Advances in Knowledge Discovery and Data Mining

Advances in Knowledge Discovery and Data Mining
Author: Usama M. Fayyad
Publsiher: Unknown
Total Pages: 638
Release: 1996
Genre: Computers
ISBN: UOM:39015037286955

Download Advances in Knowledge Discovery and Data Mining Book in PDF, Epub and Kindle

Eight sections of this book span fundamental issues of knowledge discovery, classification and clustering, trend and deviation analysis, dependency derivation, integrated discovery systems, augumented database systems and application case studies. The appendices provide a list of terms used in the literature of the field of data mining and knowledge discovery in databases, and a list of online resources for the KDD researcher.
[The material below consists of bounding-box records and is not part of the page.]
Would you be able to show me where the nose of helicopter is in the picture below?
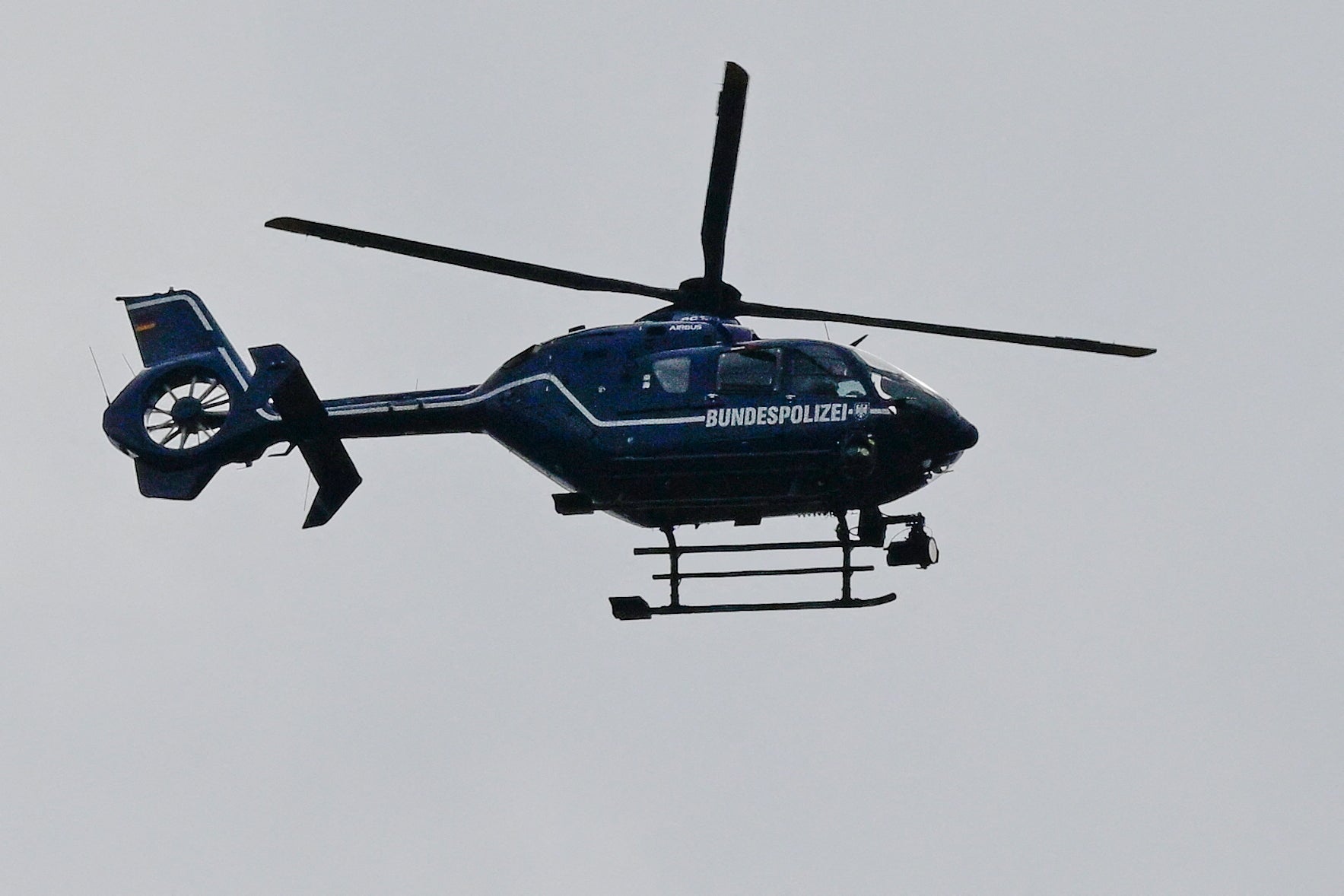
[929,403,980,462]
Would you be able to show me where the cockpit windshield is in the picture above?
[853,348,942,402]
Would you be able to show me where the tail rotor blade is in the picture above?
[701,62,747,284]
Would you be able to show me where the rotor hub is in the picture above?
[676,277,742,317]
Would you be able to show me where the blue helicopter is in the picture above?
[103,62,1155,619]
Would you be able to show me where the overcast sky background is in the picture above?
[0,0,1344,893]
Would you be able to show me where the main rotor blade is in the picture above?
[266,218,678,302]
[729,302,1157,357]
[701,62,747,284]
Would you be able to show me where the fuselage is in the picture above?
[311,313,977,526]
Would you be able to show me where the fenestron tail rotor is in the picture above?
[144,370,231,451]
[266,62,1156,357]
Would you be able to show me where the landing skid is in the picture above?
[608,513,937,619]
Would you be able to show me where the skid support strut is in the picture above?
[608,513,897,619]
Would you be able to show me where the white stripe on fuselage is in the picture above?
[326,373,704,427]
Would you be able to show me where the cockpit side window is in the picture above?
[785,345,866,398]
[718,349,780,393]
[653,354,691,395]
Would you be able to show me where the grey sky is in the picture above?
[0,0,1344,893]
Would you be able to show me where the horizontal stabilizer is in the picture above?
[298,438,364,529]
[249,345,364,529]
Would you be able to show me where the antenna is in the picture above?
[89,345,112,405]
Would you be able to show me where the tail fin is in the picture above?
[249,345,363,529]
[117,289,250,388]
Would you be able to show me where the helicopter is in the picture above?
[103,62,1155,619]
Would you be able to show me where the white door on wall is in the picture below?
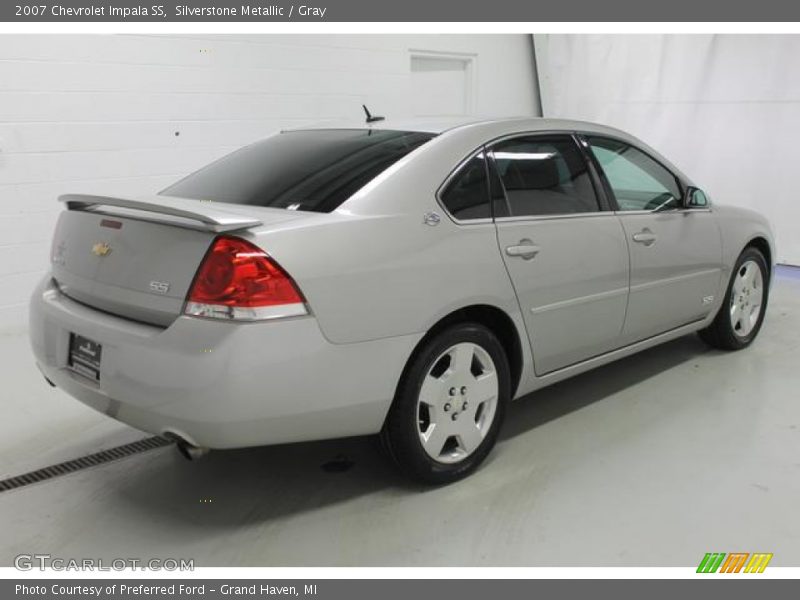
[411,52,474,117]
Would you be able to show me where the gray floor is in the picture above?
[0,276,800,566]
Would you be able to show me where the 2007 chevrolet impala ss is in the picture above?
[30,119,774,483]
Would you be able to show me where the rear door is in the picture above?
[490,134,628,375]
[586,136,722,344]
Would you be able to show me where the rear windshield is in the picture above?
[160,129,434,212]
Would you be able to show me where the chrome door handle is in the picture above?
[506,240,540,260]
[633,227,658,246]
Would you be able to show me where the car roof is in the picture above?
[284,116,623,135]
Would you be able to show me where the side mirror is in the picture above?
[684,187,711,208]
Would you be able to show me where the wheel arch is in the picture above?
[742,236,773,279]
[397,304,524,398]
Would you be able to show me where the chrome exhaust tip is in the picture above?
[164,431,210,461]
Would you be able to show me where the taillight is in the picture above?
[184,236,308,321]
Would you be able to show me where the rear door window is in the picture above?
[492,135,600,217]
[160,129,434,212]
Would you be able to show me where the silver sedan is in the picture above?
[30,119,775,483]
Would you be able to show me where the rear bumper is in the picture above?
[30,277,421,448]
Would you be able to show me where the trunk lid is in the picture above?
[51,194,297,327]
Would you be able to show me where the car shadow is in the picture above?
[106,336,713,530]
[500,335,719,440]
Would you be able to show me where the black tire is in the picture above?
[698,246,770,350]
[380,323,511,484]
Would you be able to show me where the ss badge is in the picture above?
[150,281,169,294]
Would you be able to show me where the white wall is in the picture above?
[535,35,800,265]
[0,35,538,331]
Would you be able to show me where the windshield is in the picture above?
[160,129,434,212]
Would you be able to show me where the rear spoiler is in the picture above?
[58,194,262,233]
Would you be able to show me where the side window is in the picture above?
[492,136,600,216]
[588,137,681,210]
[439,152,492,221]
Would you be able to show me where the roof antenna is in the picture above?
[361,104,386,123]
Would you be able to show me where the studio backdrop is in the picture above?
[534,35,800,265]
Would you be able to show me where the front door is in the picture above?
[490,135,628,375]
[588,137,722,344]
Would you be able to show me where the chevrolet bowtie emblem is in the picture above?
[92,242,111,256]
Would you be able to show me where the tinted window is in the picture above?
[492,136,599,216]
[161,129,434,212]
[589,137,681,210]
[440,152,492,221]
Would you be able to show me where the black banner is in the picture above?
[0,575,797,600]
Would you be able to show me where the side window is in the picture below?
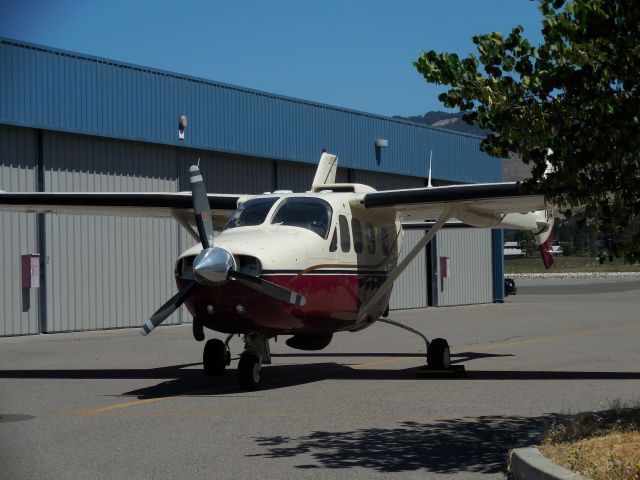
[338,215,351,252]
[351,218,362,253]
[364,222,376,255]
[329,228,338,252]
[380,227,389,256]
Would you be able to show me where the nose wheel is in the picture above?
[427,338,451,370]
[238,352,262,390]
[202,338,231,377]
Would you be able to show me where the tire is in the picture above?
[238,352,262,390]
[202,338,227,377]
[427,338,451,370]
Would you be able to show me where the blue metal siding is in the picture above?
[491,229,504,303]
[0,39,501,182]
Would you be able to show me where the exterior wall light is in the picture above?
[376,138,389,165]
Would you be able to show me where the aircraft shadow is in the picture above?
[0,352,640,399]
[249,415,562,474]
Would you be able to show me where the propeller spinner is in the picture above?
[140,165,307,335]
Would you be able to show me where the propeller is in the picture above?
[140,165,307,335]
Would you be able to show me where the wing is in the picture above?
[359,183,549,227]
[0,192,242,228]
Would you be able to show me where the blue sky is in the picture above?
[0,0,542,115]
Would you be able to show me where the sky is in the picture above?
[0,0,542,116]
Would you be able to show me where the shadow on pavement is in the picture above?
[251,415,561,474]
[0,358,640,399]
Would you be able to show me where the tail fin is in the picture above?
[311,151,338,191]
[533,209,556,269]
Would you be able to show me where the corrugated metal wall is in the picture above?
[276,161,319,192]
[43,133,180,332]
[389,230,427,310]
[436,228,493,307]
[0,125,38,335]
[351,170,425,190]
[0,39,501,182]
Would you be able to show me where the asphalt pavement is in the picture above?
[0,279,640,480]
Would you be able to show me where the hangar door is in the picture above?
[434,228,493,306]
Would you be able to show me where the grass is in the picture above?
[539,402,640,480]
[504,256,640,274]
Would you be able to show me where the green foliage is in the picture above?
[414,0,640,260]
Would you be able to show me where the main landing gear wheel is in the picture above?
[427,338,451,370]
[202,338,228,377]
[238,352,262,390]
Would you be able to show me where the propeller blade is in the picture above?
[229,270,307,305]
[189,165,213,248]
[140,280,198,335]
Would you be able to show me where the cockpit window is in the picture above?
[271,197,332,238]
[224,197,278,230]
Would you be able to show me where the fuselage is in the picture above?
[176,192,402,335]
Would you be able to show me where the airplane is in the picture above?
[0,151,555,389]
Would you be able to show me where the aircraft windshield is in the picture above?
[224,197,278,230]
[271,197,332,238]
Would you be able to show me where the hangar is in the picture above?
[0,39,504,336]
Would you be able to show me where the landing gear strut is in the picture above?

Data Mining Concepts and Techniques

Data Mining  Concepts and Techniques
Author: Jiawei Han,Micheline Kamber,Jian Pei
Publsiher: Elsevier
Total Pages: 740
Release: 2011-06-09
Genre: Computers
ISBN: 9780123814807

Download Data Mining Concepts and Techniques Book in PDF, Epub and Kindle

Data Mining: Concepts and Techniques provides the concepts and techniques in processing gathered data or information, which will be used in various applications. Specifically, it explains data mining and the tools used in discovering knowledge from the collected data. This book is referred as the knowledge discovery from data (KDD). It focuses on the feasibility, usefulness, effectiveness, and scalability of techniques of large data sets. After describing data mining, this edition explains the methods of knowing, preprocessing, processing, and warehousing data. It then presents information about data warehouses, online analytical processing (OLAP), and data cube technology. Then, the methods involved in mining frequent patterns, associations, and correlations for large data sets are described. The book details the methods for data classification and introduces the concepts and methods for data clustering. The remaining chapters discuss the outlier detection and the trends, applications, and research frontiers in data mining. This book is intended for Computer Science students, application developers, business professionals, and researchers who seek information on data mining. Presents dozens of algorithms and implementation examples, all in pseudo-code and suitable for use in real-world, large-scale data mining projects Addresses advanced topics such as mining object-relational databases, spatial databases, multimedia databases, time-series databases, text databases, the World Wide Web, and applications in several fields Provides a comprehensive, practical look at the concepts and techniques you need to get the most out of your data

Knowledge Discovery and Data Mining Challenges and Realities

Knowledge Discovery and Data Mining  Challenges and Realities
Author: Zhu, Xingquan,Davidson, Ian
Publsiher: IGI Global
Total Pages: 290
Release: 2007-04-30
Genre: Computers
ISBN: 9781599042541

Download Knowledge Discovery and Data Mining Challenges and Realities Book in PDF, Epub and Kindle

"This book provides a focal point for research and real-world data mining practitioners that advance knowledge discovery from low-quality data; it presents in-depth experiences and methodologies, providing theoretical and empirical guidance to users who have suffered from underlying low-quality data. Contributions also focus on interdisciplinary collaborations among data quality, data processing, data mining, data privacy, and data sharing"--Provided by publisher.